By taking advantage of plasmonic near field enhancement to largely increase the interaction of molecules and the infrared light, surface enhanced infrared spectroscopy provides a sensitive method to identify nanoscale proteins as well as protein adsorption processes. Excition-polaritons are an exceptional platform for photoelectronic and quantum information applications. Zhang et al. investigate the influence of the optical Stark effect on excition-polaritons in a microcavity embodied with a monolayer WS2. The proposed model proves that an outside polarized optical Stark pulse can control the strongly coupled excition-polariton dispersion and fraction ratios, both in time dependent and time independent analysis.

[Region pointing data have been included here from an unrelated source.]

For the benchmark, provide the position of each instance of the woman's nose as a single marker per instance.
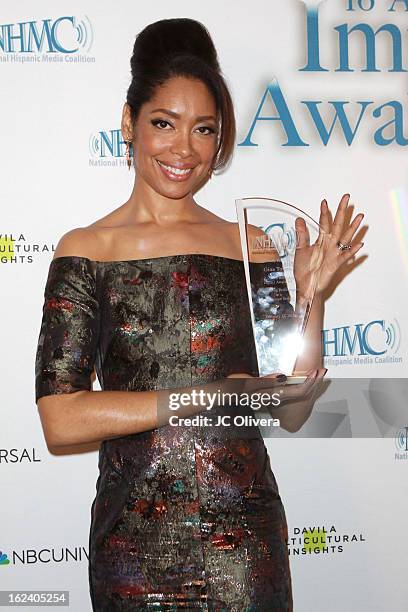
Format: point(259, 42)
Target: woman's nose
point(182, 145)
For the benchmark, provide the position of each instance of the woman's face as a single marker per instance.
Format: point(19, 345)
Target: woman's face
point(175, 137)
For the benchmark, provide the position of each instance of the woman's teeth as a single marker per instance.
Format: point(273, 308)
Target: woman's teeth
point(176, 171)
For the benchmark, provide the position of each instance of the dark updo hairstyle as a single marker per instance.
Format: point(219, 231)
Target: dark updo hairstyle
point(181, 47)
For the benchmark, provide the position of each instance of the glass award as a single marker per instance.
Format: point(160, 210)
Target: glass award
point(282, 249)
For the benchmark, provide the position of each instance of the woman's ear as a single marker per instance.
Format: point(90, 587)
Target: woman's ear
point(126, 124)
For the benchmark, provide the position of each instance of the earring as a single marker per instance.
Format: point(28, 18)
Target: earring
point(127, 154)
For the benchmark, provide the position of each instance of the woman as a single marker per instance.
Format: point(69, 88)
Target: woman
point(153, 295)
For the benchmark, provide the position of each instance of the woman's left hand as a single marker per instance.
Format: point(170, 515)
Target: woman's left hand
point(336, 234)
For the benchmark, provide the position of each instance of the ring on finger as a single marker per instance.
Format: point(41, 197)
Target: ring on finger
point(343, 247)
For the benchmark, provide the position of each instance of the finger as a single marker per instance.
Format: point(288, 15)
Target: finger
point(240, 375)
point(346, 255)
point(302, 233)
point(340, 215)
point(324, 219)
point(347, 236)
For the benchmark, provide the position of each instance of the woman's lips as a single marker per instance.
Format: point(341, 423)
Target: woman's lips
point(174, 174)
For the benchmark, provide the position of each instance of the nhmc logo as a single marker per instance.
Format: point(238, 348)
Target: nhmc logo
point(107, 148)
point(373, 339)
point(66, 34)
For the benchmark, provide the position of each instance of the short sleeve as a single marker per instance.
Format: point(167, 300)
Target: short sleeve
point(69, 331)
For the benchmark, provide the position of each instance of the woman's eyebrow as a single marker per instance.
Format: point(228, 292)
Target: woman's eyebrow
point(177, 116)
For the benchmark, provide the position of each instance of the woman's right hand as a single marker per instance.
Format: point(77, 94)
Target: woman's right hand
point(296, 401)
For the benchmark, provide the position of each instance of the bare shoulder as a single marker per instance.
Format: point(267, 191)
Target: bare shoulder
point(80, 242)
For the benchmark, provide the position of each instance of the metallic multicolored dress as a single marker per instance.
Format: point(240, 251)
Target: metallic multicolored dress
point(184, 518)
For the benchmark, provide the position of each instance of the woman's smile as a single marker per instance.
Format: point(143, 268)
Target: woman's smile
point(175, 173)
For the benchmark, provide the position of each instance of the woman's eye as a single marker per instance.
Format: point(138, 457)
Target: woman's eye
point(160, 123)
point(208, 129)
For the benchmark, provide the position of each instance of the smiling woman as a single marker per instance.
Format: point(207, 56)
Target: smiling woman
point(153, 297)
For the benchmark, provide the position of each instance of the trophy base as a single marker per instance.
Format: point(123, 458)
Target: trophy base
point(295, 380)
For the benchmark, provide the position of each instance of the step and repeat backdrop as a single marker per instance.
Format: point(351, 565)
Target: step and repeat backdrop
point(320, 94)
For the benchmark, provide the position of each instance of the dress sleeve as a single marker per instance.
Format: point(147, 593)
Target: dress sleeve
point(69, 331)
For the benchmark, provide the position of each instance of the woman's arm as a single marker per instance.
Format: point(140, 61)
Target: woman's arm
point(311, 356)
point(93, 416)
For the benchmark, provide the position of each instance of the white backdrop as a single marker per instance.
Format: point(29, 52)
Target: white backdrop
point(62, 167)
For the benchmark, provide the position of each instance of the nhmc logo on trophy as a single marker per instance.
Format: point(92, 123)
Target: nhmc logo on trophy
point(65, 35)
point(377, 341)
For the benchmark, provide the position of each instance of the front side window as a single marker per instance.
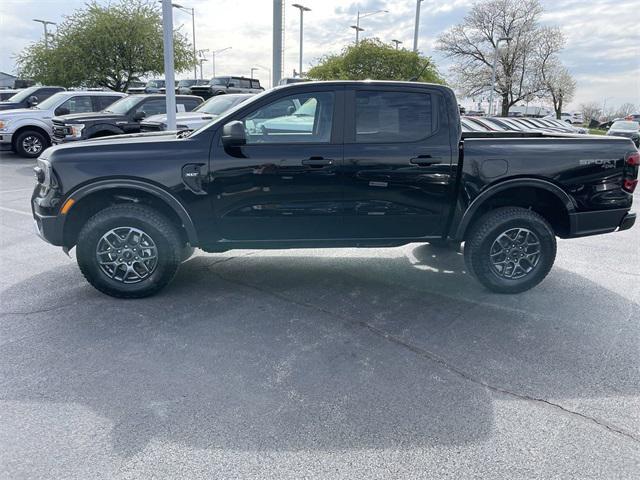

Transient reflectivity measurements can be employed to investigate the photoexcited carrier dynamics of 2D materials. Jiang et al. measure the optics properties of the Bi2Se3 thin film with various substrates via a 400 nm pump–white-light probe setup. They verify the existence of a second Dirac surface state in Bi2Se3. Experimental results show a rise of the transient reflection signal at the time scale of several picoseconds.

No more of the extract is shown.